If you’ve been working in frontline support for a while, you’ve probably seen that service desk analysts are handling more complex issues. According to Zendesk, escalation rates are rising, with 20-30% of tickets now getting pushed to Tier 2 or higher, and first-contact resolution rates around 70-80% (see also data from Fullview).
An escalation has a measurable impact and often costs two to three times more to resolve. This is due to longer handle times and the need to involve staff with specialized knowledge. Customers are affected by longer waits, staff may feel discouraged and it can affect your budget (SQM).
However, there are practical ways to reverse this trend and reclaim ownership at Level 1.

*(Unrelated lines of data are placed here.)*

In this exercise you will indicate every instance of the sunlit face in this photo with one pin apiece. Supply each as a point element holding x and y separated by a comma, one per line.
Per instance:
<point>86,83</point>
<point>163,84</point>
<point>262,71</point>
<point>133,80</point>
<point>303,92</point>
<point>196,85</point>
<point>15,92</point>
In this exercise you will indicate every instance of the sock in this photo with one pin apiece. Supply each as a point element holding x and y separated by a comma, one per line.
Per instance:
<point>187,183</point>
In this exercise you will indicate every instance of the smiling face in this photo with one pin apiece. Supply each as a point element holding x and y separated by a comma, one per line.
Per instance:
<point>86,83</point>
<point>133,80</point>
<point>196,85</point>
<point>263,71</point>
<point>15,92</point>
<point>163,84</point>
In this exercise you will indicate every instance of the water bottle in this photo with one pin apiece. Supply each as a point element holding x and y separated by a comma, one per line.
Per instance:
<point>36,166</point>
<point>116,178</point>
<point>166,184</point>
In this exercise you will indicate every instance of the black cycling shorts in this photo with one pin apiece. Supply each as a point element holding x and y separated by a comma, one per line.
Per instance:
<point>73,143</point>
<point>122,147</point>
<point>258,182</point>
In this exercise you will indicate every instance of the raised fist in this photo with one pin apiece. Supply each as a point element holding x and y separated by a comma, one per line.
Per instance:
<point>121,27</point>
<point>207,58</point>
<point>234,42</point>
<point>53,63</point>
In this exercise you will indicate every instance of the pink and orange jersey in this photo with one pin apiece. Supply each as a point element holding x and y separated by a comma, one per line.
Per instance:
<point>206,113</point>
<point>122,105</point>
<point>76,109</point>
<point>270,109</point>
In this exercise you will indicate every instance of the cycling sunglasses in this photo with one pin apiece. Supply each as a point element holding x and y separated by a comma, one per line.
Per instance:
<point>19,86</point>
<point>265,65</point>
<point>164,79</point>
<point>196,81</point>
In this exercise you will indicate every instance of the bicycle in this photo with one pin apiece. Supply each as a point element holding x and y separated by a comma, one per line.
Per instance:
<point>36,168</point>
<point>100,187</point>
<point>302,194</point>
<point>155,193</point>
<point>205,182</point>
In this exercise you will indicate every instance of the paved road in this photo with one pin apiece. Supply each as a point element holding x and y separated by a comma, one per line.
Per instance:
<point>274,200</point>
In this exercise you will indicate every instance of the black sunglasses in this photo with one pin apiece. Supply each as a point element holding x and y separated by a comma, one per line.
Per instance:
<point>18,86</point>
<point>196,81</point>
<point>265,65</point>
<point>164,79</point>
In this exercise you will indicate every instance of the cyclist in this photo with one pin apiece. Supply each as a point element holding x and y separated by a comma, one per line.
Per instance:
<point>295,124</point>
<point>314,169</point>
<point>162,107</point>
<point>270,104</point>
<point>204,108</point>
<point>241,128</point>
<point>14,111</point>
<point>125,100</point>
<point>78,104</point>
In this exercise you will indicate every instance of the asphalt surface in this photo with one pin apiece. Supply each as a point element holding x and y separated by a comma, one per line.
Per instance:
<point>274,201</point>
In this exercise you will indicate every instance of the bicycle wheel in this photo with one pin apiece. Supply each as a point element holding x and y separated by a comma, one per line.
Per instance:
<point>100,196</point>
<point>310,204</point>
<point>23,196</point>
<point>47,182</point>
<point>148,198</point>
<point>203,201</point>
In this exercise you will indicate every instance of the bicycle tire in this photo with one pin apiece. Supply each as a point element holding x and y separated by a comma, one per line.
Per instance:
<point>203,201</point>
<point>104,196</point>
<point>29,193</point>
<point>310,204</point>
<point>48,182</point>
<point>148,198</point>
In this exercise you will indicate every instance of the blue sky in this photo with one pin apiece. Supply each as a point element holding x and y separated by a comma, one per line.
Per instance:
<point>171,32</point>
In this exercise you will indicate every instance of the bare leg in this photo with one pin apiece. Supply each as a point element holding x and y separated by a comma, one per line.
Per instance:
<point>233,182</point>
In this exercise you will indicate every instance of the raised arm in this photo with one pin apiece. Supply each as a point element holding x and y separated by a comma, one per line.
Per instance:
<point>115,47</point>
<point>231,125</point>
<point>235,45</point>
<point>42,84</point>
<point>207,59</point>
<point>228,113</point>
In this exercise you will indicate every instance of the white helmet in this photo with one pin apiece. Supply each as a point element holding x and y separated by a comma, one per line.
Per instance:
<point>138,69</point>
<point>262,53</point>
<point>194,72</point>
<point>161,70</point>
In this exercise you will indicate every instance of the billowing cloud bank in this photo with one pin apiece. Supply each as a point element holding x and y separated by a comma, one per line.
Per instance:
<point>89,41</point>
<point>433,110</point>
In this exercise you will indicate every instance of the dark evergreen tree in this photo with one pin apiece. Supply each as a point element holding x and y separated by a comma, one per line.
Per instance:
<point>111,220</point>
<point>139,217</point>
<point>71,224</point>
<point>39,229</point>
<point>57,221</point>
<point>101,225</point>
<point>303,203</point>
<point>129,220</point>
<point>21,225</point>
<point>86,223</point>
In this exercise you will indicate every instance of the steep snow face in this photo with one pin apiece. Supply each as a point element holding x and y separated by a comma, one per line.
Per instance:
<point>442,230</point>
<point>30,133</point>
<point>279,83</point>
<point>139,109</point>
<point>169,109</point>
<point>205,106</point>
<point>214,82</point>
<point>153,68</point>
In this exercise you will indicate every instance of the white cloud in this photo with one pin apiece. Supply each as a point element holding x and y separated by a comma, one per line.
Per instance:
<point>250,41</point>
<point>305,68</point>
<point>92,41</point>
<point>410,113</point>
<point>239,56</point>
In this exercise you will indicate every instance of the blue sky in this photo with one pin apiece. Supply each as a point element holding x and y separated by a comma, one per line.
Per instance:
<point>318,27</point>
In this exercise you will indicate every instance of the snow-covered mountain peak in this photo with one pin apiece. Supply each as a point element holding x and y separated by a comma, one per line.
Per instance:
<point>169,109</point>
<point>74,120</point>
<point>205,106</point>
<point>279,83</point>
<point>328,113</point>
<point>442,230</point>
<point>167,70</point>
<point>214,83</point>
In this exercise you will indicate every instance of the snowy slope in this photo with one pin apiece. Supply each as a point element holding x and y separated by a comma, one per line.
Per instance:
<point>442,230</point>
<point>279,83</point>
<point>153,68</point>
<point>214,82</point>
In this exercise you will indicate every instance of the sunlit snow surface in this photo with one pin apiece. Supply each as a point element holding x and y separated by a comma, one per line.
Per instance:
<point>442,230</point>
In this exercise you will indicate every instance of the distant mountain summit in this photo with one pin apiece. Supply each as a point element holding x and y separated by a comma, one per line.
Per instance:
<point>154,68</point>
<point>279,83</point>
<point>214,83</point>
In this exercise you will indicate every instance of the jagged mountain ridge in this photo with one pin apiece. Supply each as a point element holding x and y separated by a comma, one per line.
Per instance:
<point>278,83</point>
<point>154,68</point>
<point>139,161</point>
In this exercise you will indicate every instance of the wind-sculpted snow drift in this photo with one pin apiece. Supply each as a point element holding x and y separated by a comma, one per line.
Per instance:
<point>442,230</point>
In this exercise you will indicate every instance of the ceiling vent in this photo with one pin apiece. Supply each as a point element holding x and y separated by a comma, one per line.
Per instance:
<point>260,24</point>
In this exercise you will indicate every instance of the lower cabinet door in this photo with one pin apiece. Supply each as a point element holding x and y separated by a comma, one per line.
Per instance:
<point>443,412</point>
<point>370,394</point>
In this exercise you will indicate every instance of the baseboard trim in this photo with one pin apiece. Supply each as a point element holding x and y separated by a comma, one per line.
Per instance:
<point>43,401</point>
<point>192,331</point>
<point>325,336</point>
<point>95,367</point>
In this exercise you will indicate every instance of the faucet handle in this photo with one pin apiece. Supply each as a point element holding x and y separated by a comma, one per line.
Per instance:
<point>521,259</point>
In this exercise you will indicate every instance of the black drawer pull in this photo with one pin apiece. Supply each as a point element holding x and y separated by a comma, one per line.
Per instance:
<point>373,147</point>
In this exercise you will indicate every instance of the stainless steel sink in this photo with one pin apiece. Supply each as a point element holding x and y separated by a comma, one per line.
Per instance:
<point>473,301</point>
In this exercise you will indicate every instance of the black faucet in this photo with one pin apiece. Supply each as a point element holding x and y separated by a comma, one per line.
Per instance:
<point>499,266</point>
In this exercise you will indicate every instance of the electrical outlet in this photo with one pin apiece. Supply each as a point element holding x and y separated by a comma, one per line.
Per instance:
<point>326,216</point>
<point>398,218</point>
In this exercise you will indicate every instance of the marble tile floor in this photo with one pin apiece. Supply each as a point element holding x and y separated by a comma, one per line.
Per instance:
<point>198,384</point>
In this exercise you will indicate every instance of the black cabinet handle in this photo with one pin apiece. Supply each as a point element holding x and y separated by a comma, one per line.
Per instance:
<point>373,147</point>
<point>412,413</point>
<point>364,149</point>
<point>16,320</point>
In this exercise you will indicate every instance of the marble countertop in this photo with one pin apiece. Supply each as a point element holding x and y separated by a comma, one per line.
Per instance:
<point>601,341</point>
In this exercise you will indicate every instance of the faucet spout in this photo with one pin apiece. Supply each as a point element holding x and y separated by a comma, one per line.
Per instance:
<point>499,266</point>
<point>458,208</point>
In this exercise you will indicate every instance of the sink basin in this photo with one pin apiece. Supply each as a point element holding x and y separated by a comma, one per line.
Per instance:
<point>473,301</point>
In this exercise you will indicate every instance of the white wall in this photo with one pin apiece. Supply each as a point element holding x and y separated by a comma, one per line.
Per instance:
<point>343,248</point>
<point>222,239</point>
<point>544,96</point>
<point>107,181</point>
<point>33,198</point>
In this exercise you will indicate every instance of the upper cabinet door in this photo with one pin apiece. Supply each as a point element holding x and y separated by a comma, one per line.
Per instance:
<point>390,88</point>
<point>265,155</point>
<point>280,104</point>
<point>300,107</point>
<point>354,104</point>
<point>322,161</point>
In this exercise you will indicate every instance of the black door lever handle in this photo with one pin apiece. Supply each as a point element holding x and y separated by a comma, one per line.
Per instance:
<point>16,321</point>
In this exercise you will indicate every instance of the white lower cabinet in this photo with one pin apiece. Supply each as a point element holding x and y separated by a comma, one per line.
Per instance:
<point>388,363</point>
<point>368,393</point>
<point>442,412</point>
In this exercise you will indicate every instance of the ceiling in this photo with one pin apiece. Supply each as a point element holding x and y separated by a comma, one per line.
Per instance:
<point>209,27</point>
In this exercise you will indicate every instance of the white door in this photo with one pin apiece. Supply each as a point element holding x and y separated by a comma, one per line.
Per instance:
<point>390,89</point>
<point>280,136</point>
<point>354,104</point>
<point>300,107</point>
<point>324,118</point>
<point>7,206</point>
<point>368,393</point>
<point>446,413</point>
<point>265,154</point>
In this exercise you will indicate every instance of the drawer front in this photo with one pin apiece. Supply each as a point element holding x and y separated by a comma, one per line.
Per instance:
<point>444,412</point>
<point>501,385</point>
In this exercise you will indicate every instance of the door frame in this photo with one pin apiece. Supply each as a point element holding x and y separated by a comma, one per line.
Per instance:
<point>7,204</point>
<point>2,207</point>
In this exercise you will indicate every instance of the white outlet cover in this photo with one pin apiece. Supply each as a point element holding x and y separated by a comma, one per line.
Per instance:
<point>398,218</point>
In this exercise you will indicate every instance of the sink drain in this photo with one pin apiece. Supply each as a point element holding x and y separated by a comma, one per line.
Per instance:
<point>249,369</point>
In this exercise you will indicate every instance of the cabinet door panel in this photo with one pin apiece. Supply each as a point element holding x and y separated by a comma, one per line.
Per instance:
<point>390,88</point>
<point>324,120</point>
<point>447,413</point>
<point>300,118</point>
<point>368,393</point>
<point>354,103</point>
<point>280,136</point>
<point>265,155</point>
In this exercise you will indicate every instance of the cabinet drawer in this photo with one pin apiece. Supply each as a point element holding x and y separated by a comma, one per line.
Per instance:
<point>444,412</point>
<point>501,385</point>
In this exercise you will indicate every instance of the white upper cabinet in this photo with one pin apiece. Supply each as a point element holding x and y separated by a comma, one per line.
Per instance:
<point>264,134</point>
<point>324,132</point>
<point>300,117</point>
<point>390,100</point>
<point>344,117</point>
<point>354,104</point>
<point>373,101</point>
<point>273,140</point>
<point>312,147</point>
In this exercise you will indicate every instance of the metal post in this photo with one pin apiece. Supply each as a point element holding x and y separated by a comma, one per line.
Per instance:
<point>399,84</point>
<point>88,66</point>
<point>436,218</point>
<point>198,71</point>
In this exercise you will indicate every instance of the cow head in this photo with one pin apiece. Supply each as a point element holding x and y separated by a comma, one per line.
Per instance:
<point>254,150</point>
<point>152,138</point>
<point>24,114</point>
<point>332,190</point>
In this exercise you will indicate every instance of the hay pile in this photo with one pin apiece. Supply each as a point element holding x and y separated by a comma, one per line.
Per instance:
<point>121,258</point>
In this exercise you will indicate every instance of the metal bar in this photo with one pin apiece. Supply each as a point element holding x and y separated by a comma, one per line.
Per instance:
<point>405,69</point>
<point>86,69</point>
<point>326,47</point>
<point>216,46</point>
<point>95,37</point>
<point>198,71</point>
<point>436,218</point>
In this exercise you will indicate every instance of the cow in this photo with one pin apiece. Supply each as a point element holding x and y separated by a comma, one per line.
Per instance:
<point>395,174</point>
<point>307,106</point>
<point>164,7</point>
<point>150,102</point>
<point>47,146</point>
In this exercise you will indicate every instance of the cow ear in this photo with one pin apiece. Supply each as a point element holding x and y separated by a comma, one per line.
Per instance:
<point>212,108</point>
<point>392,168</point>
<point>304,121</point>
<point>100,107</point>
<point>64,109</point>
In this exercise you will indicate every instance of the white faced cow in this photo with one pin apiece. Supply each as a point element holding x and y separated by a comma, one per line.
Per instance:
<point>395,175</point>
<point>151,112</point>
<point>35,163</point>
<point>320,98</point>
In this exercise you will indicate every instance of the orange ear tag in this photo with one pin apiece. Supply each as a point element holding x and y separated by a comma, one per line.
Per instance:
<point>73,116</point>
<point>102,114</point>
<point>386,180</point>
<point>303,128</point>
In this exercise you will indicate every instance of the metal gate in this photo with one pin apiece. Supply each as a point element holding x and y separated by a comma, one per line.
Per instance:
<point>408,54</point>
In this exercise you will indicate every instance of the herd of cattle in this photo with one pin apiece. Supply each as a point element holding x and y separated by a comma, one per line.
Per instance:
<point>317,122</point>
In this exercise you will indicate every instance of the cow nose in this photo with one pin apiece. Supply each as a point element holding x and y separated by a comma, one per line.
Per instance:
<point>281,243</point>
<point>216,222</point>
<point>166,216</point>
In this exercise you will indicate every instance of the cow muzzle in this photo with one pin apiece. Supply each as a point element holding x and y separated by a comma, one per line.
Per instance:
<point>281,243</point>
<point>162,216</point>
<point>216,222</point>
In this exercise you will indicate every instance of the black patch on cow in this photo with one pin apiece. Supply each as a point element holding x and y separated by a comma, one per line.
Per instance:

Understand why there are more escalations
To fix a problem, you must understand it. Look at why tickets are being escalated. Some common reasons are:
- Knowledge gaps or ineffective tools that leave analysts unsure of how to proceed.
- Policies that don’t allow the analyst to make simple decisions and force an escalation.
- Routing complex issues to inexperienced staff.
- Lack of change management, causing unfamiliar issues.
- Poor communication of defects.
A mid-sized SaaS company analyzed a month’s worth of ticket escalations and found that 45% of the issues stemmed from just three knowledge gaps. Simply addressing those issues cut their escalation rate by 18%.
So, pull a sample of recent escalations and categorize them by root cause (knowledge gap, policies, tools, routing, etc.). When you identify a trend, address it with your team.
Empower your team with better tools and training
Escalations happen when your staff doesn’t know what to do. They lack confidence or are unfamiliar with the necessary resources. Effective teams address this:
- Provide training on everyday issues, focusing on avoiding escalations if possible.
- Embed decision trees within the associated knowledge, guiding the analyst to the right outcome.
- Build a robust knowledge base and use real-time knowledge suggestions based on keywords in the ticket. Some AI-based systems “listen in” on a call and display knowledge based on what it hears.
A global technology firm identified the top 10 drivers of escalations with its frontline team and created short, scenario-based videos that addressed them. Within six months, resolution rates at Level 1 improved by 12%, and the staff reported feeling more empowered.
You can take a similar action. Build a Pareto chart identifying the top five escalation issues and update the knowledge article for each. Test with a small group and then roll it out across the team.
Loosen up policies without creating risk
Often, escalations happen because the team doesn’t have the appropriate rights to make a simple decision. Find ways to empower staff:
- eCommerce companies can allow for “goodwill” gestures, where the analyst can give a monetary refund or increase the time limits on demo products.
- For common scenarios, add a list of pre-approved solutions to the knowledge base.
- Provide checklists that encourage ownership, directing the analyst to escalate only if certain criteria apply.
An eCommerce support team raised the refund authority of their support staff by $100 for verified issues. As a result, billing disputes dropped 28%, and customer satisfaction improved.
Identify a common scenario and give half of the team the ability to remediate it. Measure the escalation rates and costs before expanding across the team.
Improve routing
Improving how tickets route means getting issues to the right person the first time. Effective approaches include:
- Use skill-based routing to match a complex issue to the team with the expertise to resolve it.
- Communicate changes and identify known issues and how to avoid them or create a workaround.
- Institute self-service processes that handle routine inquiries before they become tickets.
Teams that use intelligent or skills-based routing often see up to 25% less unnecessary escalations.
Your action: review your routing rules. Identify areas where skill-based routing might be effective and implement it for a single issue. Measure the deflection and resolution rates for 30 days, and if successful, identify additional opportunities.
Conclusion
The payoff for all this work should be a reduction in overall escalations. Even a 10% reduction has a measurable impact on handle time, resolution time and costs. Customers are happier, and the staff feel empowered.
Start today by conducting root-cause analysis and fix the most significant issues first. As you progress, you’ll watch the results — and ownership — grow.